Sainsbury’s eco-store faces bulldozer
UK: The architect behind Sainsbury’s first award-winning “sustainable” supermarket has launched a campaign to save it from demolition, just 14 years after it was built. As Sainsbury’s trumpets the opening of the second of its “Triple Zero”, zero carbon stores, Paul Hinkin who led the team at Chetwoods Associates who designed Sainsbury’s Stirling-Prize-nominated store that opened in Greenwich in 1999, has launched a petition to save it from the bulldozer.
Due to the success of the store, Sainsbury’s is moving to a new larger site nearby but covenants restrict the existing store from being used by any other food retailer.
The site has been purchased by IKEA, with the furniture retailer planning to build a new 33,000m² store using sustainable materials as well as reusing and recycling all of the salvageable materials from the existing Sainsbury’s store.
Writing in bdonline, Paul Hinkin, now the md at Black Architecture, described the store’s demolition as “wanton destruction” saying that it would “tarnish public perceptions of the whole sector.”
“How can it be acceptable to make a pact about the sustainability of a development during the planning process, only to renege on that promise when it is surplus to requirements?” he said.
The building was opened by Jamie Oliver in a fanfare of publicity in October 1999 and won a number of awards including the RIBA Journal Sustainability Award and the £20,000 Design Sense Award, and was shortlisted for the Stirling Prize. It was chosen by the Design Council as a Millennium Product and featured in an exhibition that toured the world.

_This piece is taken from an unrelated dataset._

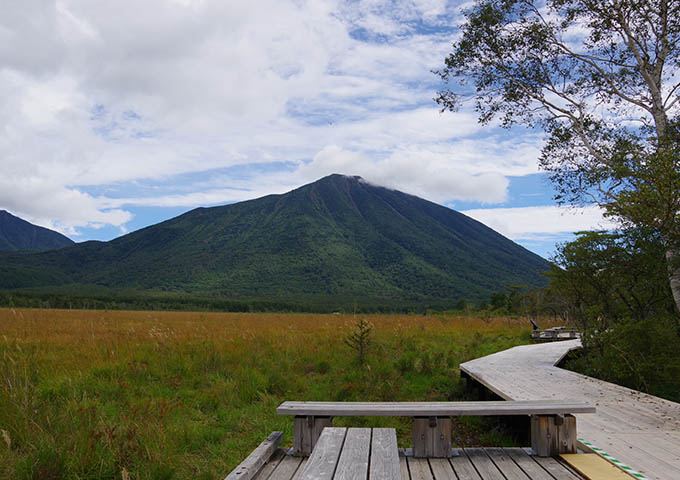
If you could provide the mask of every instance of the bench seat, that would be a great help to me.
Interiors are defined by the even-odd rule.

Sainsbury’s told the Cooling Post: “Sustainable technologies have moved on since the current store was first built and Sainsbury’s new store will use the very latest technologies available to complement our industry-leading standard specification. The new store will also use significantly less energy and we aim to reuse all of the equipment from the current store in other Sainsbury’s stores.”